N6-methyladenosine (m6A) is one of the most abundant modifications in RNA molecules, which functionally modulates mRNA metabolism and divergent cellular processes. Recent studies have revealed that m6A variants are closely related to the dysregulation in cellular processes, leading to serious diseases such as cancer. Functional variants, especially cancer mutations, can significantly alter the status of m6A, leading to the gain or loss of N6-methyladenosine. m6AVar is specifically designed to collect such functional variants, and aimed at providing potential help for revealing the functional roles of m6A variants. So far, 352,014 germline mutations from dbSNP and 62,227 somatic mutations from TCGA has been included in m6AVar. The experimental evidence of RBP-binding regions and miRNA-RNA interactions as well as splicing sites are also involved in m6AVar. In addition, to uncover the underlying relationship between m6A machinery and diseases, m6AVar establishes an integrated resources combining disease-associated data from GWAS and ClinVar database. Furthermore, multiple statistical diagrams and genome browser are also embedded in the web server for visualizing the analysis results. Currently, users can query or browse the following information from m6AVar:
m6A-associated genetic mutations (dbSNP)
m6A-associated cancer somatic mutations (TCGA)

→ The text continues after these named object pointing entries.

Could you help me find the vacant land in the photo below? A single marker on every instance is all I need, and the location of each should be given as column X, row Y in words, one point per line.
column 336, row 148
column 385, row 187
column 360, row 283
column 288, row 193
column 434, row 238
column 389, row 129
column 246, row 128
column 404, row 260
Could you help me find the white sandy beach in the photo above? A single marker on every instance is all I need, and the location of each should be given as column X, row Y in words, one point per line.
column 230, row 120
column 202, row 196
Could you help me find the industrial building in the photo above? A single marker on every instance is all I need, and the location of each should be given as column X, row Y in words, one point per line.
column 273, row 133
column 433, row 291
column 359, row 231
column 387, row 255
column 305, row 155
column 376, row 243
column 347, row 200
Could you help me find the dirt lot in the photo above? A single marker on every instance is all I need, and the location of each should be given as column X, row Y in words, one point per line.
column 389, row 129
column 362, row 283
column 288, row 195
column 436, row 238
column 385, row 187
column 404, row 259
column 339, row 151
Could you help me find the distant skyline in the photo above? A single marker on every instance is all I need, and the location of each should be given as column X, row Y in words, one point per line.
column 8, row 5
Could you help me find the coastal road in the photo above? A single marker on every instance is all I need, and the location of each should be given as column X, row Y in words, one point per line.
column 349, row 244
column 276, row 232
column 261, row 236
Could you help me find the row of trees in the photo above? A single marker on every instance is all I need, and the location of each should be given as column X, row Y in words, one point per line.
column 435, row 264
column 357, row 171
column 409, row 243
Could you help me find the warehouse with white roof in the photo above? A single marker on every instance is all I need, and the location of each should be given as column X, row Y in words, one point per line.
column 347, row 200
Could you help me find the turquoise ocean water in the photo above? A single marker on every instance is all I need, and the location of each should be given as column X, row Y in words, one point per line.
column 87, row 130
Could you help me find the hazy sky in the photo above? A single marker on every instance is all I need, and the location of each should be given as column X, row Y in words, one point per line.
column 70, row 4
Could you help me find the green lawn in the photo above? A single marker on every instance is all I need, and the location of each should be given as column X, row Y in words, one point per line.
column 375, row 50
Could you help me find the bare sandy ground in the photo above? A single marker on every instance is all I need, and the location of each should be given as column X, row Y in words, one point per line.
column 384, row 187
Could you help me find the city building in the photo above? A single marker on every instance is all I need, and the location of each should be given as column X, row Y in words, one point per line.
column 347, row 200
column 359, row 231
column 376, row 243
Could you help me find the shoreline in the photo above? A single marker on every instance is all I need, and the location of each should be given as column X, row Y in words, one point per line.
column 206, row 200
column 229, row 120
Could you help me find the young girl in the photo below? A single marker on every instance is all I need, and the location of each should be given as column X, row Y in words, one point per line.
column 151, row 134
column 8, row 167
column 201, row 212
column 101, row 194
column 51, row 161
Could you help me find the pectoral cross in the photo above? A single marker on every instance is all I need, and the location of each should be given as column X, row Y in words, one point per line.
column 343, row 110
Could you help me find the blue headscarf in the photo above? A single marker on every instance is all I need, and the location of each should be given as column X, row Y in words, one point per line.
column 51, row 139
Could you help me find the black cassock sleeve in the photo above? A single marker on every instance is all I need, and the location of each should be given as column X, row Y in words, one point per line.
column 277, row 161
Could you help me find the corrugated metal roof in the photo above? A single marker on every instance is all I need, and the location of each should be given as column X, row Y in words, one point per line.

RNA binding protein affected by m6A-associated variants
miRNA targeting and processing affected by m6A-associated variants
Splicing sites affected by m6A-associated variants
Disease related m6A-associated variants (GWAS and ClinVar)
We manually collected 7 miCLIP samples(Linder et al., 2015 and Moore et al., 2014) and 244 MeRIP-Seq samples from GEO database. All raw sequencing data were downloaded and mapped to human (version: hg19) or mouse (version: mm10) genome. For MeRIP-Seq data, we applied MACS2, MeTPeak and Meyer's method for peak calling. In order to ensure a high veracity of data, MSPC was used to combine results and construct consensus peaks from the above three methods.
We downloaded the germline mutations of human and mouse genome from dbSNP and the somatic mutations across 34 cancers from TCGA. The functional impact of genetic variants on m6A modification is evaluated based on the destruction of conventional DRACH motifs and sequence features. To identify m6A loss mutations, we extracted m6A sites from miCLIP samples and overlapped with all mutations to find the functional variants which destroyed the DRACH motifs. Besides, for those mutations that located in consensus peaks from MeRIP-Seq samples, we predicted the functional loss variants that potentially change m6A motifs. In addition, a genome-wide prediction was performed to obtain the potential functional variants based on Random Forest algorithm.
Mutations may destroy or create miRNA binding sites on RNA. We therefore downloaded all miRNA-RNA interaction regions from starBase2, then intersected it with m6A-associated variants to reveal potential impact on miRNA-mRNA interactions of functional variants.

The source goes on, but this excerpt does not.